Perhaps, being in his career’s first major final affected the 27-year-old Kiwi as he made several uncharacteristic mistakes.

At the other end, Momen remained calm and composed until the tournament-winning shot. He then fell to his knees, touched his forehead to the court and shed tears of joy.

The tears still flowed as he walked up to the audience area, searching out his wife and hugging her tightly.

He said the whole tournament had been an emotional rollercoaster ride for him.

“I suffered from a specific heel injury which would hurt bad, go away gradually during the game, and return once I’d warmed down. I struggled with it initially, but then learnt to live with it. But it also meant I had the worst-ever preparation for a World Championship. It’s unbelievable that despite all setbacks, I still won the world title at 31. I’d started dreaming about it when I was three,” said Momen, who took home $45,600.

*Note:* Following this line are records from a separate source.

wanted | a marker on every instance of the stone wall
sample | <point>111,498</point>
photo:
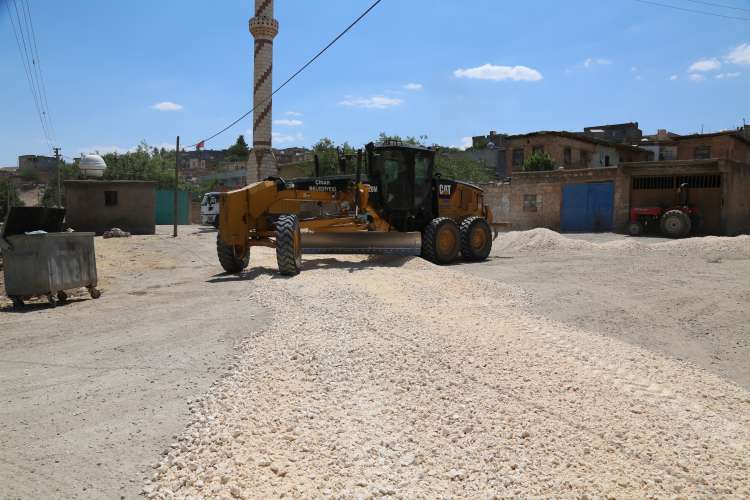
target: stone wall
<point>534,199</point>
<point>91,207</point>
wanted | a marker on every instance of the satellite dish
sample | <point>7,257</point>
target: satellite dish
<point>92,166</point>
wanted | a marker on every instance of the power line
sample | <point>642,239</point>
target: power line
<point>721,5</point>
<point>38,65</point>
<point>30,77</point>
<point>694,11</point>
<point>304,66</point>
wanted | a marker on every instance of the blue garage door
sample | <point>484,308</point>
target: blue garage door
<point>587,207</point>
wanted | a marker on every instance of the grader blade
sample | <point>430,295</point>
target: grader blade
<point>363,242</point>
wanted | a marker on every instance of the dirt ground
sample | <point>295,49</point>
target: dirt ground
<point>385,376</point>
<point>92,391</point>
<point>686,299</point>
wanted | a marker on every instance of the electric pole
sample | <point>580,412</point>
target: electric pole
<point>176,184</point>
<point>59,191</point>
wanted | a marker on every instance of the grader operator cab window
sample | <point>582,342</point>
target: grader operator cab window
<point>395,191</point>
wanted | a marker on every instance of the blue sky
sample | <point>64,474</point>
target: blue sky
<point>474,67</point>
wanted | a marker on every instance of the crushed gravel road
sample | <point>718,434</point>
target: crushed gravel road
<point>393,377</point>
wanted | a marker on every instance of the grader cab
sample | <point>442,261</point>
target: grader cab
<point>393,203</point>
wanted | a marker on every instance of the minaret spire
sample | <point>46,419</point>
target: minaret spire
<point>264,29</point>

“I usually relax after each win, waiting until next morning to get back into the competitive mood. But that wasn’t the case in Doha. I was tense throughout and the pressure kept mounting. It’s only now, with the trophy in hand, that I’m finally relaxed. It’s been a rollercoaster,” said Momen.

Coll was gracious in defeat.

“Tarek was making me do a lot of work from the first rally. He took me in fast and short and I had to do a lot of lunges. I felt a pain in my leg in the second game and that affected me. But full credit to him as he delivered on the big stage when it mattered the most. At the same time, I’m proud to have put New Zealand back on the world squash map after a long time,” he said.

Qatar Squash Federation President Nasser Ghanim Al Khelaifi and Tournament Director Tareq Darwish Zainal awarded the winners.